Researchers from New Jersey Institute of Technology have reported the discovery of a bizarre fish in Thailand that features unique anatomical features not commonly seen in modern day fishes.

The cavefish Cryptotora thamicola belongs to a species of walking fish with the unique ability to walk and climb waterfalls similar to that seen in four-footed animals such as salamanders.

Although it isn't the only known "walking" fish, some other species merely evolved an ability to use their fins in a limb-like manner to squirm across mud or push off from coral.

What makes Thailand's blind cavefish different is that it is more advanced compared with other species. It uses robust-pelvic girdle, just like tetrapods, four-limbed vertebrates that include reptiles, mammals, birds, amphibians and even extinct species of fish, to climb.

Scientists said that Cryptotora thamicola is the only known living fish species that features such a developed gait.

"It possesses morphological features that have previously only been attributed to tetrapods," said NJIT assistant professor of biology Brooke Flammang.

"The pelvis and vertebral column of this fish allow it to support its body weight against gravity and provide large sites for muscle attachment for walking."

The researchers said that the find may shed more light on how the anatomy for land-walking evolved since tetrapods are known to have transitioned from being finned to limbed creatures.

Ancient intermediate fish species are believed to be the first tetrapods, which adapted four limbs and other anatomical features for walking as they move from sea to land.

These early land vertebrates evolved adaptations so they can efficiently move in a terrestrial habitat when they move out of the water.
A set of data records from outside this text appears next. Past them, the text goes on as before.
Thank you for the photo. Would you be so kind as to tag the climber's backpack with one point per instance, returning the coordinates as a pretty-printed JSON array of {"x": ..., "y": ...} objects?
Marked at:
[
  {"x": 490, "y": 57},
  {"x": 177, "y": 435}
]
Their vertebrae, for instance, grew flanges, which help the spine hold itself when being pulled by the gravity. A pelvis also joined the hind limbs to the spine.

Just like the newly discovered cavefish, scientists think that the early tetrapods walked much like salamanders.
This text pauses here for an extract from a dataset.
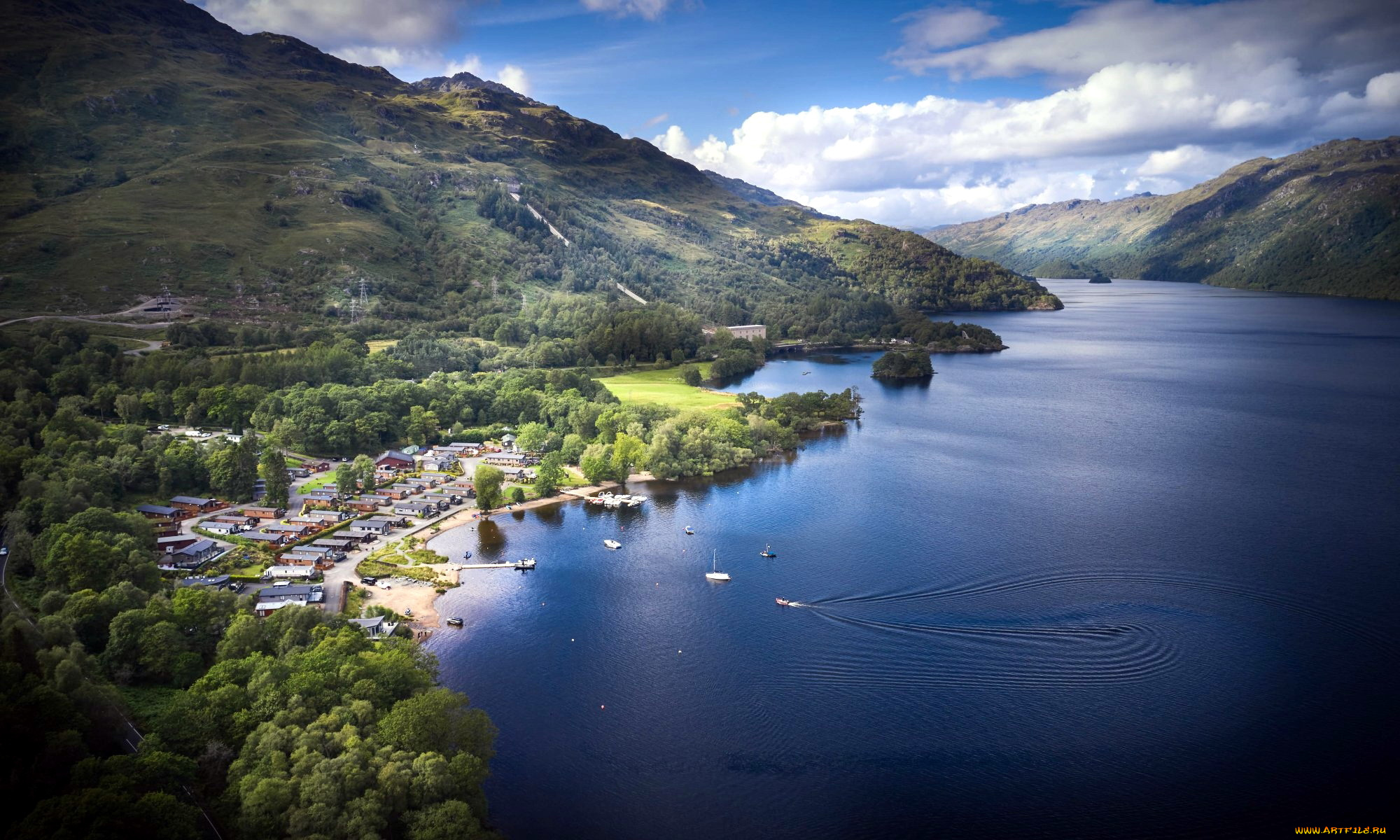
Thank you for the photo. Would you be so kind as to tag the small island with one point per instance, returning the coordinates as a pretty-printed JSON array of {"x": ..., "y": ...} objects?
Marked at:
[{"x": 904, "y": 365}]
"The blind cavefish Cryptotora thamicola walks and climbs waterfalls with a salamander-like diagonal-couplets lateral sequence gait and has evolved a robust pelvic girdle that shares morphological features associated with terrestrial vertebrates," Flammang and colleagues wrote in their research published in the journal Scientific Reports on March 24.

"These findings are significant because they represent the first example of behavioural and morphological adaptation in an extant fish that converges on the tetrapodal walking behaviour and morphology."